Ve Peygamber (sallallahü aleyhi ve sellem): “Hısımına veren için iki ecr vardır: Hısımlık ecri, sadaka ecri” buyurdu.
1484-……Bize Mâlik, Abdullah ibnu Ebî Talha’nın oğlu İshâk’tan haber verdi ki, O, Enes ibn Mâlik (radıyallahü anh) şöyle derken işitmiştir: Ebû Talha, Medîne’de hurmalık mal cihetiyle Ensâr’ın en zengini idi. Kendisine mallarının en sevimlisi de Beyruhâ (denilen bûstânı) idi. Beyruhâ, Mescid’in karşısında idi. Rasûlüllah (sallallahü aleyhi ve sellem) da Beyruhâ’ya girer ve onun içindeki güzel sudan içerdi. Enes dedi ki: Şu “Siz, sevdiğiniz şeylerden (Allah yolunda) harcayıncaya kadar asla iyiliğe ermiş olmazsınız. Her ne infâk ederseniz, şübhesiz Allah onu bilicidir” (Âl-i İmrân: 92) âyeti inince, Ebû Talha kalkıp, doğru Rasûlüllah’a geldi de:
— Yâ Rasûlallah! Şübhesiz çok mübarek ve çok yüce olan Allah “Siz sevdiğiniz şeylerden harcayıncaya kadar asla iyiliğe ermiş olmazsınız… ” buyuruyor.
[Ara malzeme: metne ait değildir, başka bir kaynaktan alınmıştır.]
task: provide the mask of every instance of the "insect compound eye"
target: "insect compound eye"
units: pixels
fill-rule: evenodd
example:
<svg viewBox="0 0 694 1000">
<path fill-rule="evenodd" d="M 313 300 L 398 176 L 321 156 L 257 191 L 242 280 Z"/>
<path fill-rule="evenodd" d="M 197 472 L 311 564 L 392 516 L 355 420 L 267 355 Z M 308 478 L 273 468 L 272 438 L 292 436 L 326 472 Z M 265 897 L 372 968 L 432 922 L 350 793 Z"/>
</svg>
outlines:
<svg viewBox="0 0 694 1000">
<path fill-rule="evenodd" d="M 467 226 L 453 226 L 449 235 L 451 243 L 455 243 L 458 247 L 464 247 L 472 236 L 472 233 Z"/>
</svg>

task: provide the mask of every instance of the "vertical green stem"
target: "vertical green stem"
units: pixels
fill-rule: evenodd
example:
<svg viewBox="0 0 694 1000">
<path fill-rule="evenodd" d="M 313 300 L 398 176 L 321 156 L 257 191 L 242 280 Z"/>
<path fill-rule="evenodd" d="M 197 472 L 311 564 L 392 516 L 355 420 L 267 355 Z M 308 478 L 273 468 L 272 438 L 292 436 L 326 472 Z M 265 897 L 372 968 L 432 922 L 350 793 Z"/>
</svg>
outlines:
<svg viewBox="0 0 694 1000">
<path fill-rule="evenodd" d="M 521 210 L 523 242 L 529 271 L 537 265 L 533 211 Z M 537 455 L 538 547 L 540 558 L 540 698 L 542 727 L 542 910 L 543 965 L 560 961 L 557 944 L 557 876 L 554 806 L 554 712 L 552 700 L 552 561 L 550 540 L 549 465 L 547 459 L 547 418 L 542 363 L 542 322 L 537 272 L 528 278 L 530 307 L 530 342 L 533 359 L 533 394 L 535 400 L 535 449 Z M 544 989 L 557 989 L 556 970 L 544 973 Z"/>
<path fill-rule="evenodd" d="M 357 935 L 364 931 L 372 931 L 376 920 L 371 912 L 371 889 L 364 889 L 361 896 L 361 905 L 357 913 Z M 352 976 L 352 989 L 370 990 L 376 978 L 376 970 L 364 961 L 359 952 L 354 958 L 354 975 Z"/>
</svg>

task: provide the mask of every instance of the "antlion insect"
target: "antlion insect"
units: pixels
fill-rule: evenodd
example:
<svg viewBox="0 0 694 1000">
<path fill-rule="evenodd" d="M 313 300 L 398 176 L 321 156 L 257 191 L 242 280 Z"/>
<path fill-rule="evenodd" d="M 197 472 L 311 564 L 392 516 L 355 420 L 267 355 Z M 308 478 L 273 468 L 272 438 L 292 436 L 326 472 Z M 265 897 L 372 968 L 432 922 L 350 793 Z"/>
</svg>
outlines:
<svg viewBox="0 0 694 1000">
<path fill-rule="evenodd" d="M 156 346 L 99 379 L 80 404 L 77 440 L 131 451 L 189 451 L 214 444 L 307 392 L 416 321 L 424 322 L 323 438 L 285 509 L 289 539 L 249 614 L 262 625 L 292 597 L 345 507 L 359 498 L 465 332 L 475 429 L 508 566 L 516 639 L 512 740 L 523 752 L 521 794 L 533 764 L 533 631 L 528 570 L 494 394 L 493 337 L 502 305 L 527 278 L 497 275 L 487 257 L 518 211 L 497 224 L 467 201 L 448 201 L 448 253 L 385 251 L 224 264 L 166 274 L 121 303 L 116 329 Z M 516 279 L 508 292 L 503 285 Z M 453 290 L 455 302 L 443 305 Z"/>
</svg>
Bana malımın en sevgili olanı ise Beyruhâ’dır. Beyruhâ, Allah için sadakadır. Bu sadakanın hayrını ve onun Allah katında bir âhiret azığı olmasını umud ediyorum. Yâ Rasûlallah! Bu bustânımı Allah’ın sana gösterdiği münâsib cihete koy, sarfet, dedi. Enes dedi ki: Bu söz üzerine Rasûlüllah:
— “Ne hoş! İşte bu kazançlı bir maldır. İşte bu kazançlı bir maldır. Ben senin söylediğin sözü işitmişimdir. Ben bu bustânı yakınlarına tahsis etmeni uygun görürüm” buyurdu.
Ebû Talha da:
— Yâ Rasûlallah, ben de senin arzun gibi yaparım, dedi.
Ve Ebû Talha Beyruhâ’yı yakınları ve amcaoğulları arasında taksîm etti.
Bu hadîsi rivayet etmekte Ravh da Abdullah ibn Yûsuf’a mutâbaaî etti. Yahya ibn Yahya ile İsmail’in İmâm Mâlik’ten gelen rivayetlerinde “Râbih” yerine “Râyıh” lâfzını söylemiştir.